A year ago, Four Corners’ expose of the live export industry, ‘A Bloody Business,’ horrified Australians, sparking public outrage, and prompting thousands to take to the street to demand an end to the trade. The program was to prove the catalyst for a major shakeup of the industry, when, just six days after the Four Corners program went to air, the Australian Government issued a six month ban on live export to Indonesia.
Now, a year on from the airing of the program that drastically altered public perception regarding Australia’s treatment of its livestock, what has changed?
Australia is currently the largest exporter of sheep and cattle in the world. According to animal welfare organisation, Animals Australia, to date the live trade industry has sent over 160 million animals to slaughter in over a dozen countries where no laws exist to protect them from cruelty. Millions of these animals have not even reached their destination; dying as a result of horrendous conditions onboard these ships.
The Government responded to the allegations of cruelty with the implementation of the Exporter Supply Chain Assurance System (ESCAS), a system that aims to improve industry standards and increase accountability. Exporters are required to comply with the requirements of the ESCAS; following the movement and welfare of every Australian animal from paddock, to boat, to abattoir, ensuring welfare standards are met and maintained.
However, the RSPCA has criticised the ESCAS for ‘clearly failing to protect animals,’ after the ABC’s Lateline revealed cruelty in Indonesian abattoirs to be ongoing, and two Australian companies were found guilty of 37 breaches of the system.
Animals Australia Campaign Director, Lyn White, similarly echoed the sentiments of the RSPCA. ‘[This reveals] a fatally flawed system that is reliant on irregular third party audits that are paid for by the exporter – this is not an auditing system that can be deemed independent and therefore relied upon,’ Ms. White said.
However, conditions for exported livestock have undoubtedly improved. Animals Australia reports that prior to the Four Corner’s report, and ensuing investigations and campaigns, 95% of Australian animals exported to Indonesia were slaughtered while fully conscious. Today, the majority of exported livestock is stunned prior to slaughter, although the practice has not been made mandatory. Mark 1 restraint boxes, described by cattle industry advisor Temple Grandin, as ‘[violating] every humane standard there is all around the world,’ have also since been banned.

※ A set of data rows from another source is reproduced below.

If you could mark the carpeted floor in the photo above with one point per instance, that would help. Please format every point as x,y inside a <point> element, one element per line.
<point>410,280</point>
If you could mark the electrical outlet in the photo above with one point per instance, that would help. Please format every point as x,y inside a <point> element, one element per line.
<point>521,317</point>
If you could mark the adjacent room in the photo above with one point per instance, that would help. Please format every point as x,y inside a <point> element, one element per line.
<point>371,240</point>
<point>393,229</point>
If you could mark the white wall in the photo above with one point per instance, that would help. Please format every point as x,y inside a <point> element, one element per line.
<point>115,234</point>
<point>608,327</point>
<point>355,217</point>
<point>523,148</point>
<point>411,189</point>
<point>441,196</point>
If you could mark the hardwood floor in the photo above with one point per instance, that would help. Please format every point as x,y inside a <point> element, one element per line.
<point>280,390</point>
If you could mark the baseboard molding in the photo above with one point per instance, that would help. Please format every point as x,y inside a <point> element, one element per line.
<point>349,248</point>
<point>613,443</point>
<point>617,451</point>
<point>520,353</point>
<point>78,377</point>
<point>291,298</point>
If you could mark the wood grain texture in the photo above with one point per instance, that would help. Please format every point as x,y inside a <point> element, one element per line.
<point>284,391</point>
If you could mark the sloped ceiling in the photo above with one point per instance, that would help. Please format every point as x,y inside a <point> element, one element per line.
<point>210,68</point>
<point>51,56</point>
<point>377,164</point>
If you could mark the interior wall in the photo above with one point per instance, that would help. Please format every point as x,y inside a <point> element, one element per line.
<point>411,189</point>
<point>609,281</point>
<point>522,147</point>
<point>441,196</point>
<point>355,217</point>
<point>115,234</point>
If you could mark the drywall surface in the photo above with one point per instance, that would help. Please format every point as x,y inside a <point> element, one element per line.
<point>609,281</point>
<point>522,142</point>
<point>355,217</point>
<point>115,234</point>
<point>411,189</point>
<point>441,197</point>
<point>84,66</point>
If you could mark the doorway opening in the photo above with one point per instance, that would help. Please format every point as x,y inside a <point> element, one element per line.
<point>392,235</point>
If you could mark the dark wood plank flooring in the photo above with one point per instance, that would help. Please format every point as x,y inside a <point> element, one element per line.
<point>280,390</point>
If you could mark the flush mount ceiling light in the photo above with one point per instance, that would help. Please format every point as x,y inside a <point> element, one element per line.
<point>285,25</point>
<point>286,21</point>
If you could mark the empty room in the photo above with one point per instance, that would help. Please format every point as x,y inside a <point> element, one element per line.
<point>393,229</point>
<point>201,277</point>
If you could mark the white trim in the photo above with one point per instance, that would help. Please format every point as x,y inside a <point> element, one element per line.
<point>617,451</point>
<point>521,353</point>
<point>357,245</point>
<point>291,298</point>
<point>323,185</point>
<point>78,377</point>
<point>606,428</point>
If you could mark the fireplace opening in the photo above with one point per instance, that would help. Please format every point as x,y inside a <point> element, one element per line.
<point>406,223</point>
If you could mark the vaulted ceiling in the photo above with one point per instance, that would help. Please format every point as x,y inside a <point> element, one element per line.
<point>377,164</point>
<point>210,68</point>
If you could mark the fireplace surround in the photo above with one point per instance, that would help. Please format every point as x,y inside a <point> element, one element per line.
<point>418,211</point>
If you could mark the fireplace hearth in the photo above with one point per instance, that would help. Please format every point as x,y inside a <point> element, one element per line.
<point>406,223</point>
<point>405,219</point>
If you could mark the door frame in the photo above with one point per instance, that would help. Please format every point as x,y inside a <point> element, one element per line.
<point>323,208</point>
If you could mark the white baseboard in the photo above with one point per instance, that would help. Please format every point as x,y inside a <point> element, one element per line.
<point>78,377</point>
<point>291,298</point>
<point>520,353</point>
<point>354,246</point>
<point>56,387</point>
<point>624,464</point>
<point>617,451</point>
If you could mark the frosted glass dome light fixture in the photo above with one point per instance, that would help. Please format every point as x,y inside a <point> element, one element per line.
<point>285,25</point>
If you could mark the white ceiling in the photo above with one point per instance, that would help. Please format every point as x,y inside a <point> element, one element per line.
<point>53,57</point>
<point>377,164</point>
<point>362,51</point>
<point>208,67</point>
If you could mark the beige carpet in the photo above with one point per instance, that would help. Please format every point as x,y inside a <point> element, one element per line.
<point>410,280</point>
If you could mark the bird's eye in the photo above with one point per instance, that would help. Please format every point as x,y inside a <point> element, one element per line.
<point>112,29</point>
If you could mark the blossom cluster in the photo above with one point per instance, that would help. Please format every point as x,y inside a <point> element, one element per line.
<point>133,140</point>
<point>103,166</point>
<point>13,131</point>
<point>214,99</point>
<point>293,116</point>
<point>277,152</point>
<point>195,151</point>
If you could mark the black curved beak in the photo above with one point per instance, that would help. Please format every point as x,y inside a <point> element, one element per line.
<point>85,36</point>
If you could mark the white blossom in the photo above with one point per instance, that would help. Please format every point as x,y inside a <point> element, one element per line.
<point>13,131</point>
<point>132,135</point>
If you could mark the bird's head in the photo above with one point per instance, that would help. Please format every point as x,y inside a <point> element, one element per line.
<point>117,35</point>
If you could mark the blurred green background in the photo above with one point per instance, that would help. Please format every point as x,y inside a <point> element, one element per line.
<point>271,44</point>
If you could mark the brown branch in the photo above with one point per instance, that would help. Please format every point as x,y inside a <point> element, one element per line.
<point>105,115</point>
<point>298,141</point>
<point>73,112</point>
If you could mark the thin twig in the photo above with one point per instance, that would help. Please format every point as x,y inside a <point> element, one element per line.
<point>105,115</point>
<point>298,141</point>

For animal welfare organisations such as Animals Australia, the campaign will not be considered a success until the live trade industry is completely shut down. Their ultimate goal is to see the export of live Australian animals banned; following the example of nations such as New Zealand, which banned the live export of animals for slaughter in 2003 (although live animals may still be internationally exported for use in breeding programs).
Video’s caption: Animals Australia – 365 days of action in five minutes
Yet while animal welfare groups tirelessly continue their campaign to abolish the industry, many of Australia’s already embattled farmers now find themselves facing bankruptcy, as what was once a lucrative industry struggles to recover from a public relations disaster that has left its public image in ruins.
Last week, Queensland grazier John James related the hardships experienced by these farmers to the ABC, ‘there were people that had thousands of [cattle] mustered and couldn’t even sell them. People do understand that something has to change, but it’s a matter of getting the right people to do it the right way.’
The government is now negotiating with cattle producers, and may face a class action lawsuit demanding hundreds of millions of dollars in compensation, for profits lost as a result of its handling of the export crisis.
So it is, that a year on, we must continue to grapple with the same questions of ethics versus livelihood. Can we as a civilised, first world nation justify our continued participation in the live trade industry? While the situation facing many of our farmers is undoubtable dire, we must be cautious to never accept the inhumane treatment of animals as a means to achieving financial prosperity. Rather we must strive towards supporting a sustainable future for our farmers, while providing a more humane and compassionate welfare system for Australian animals.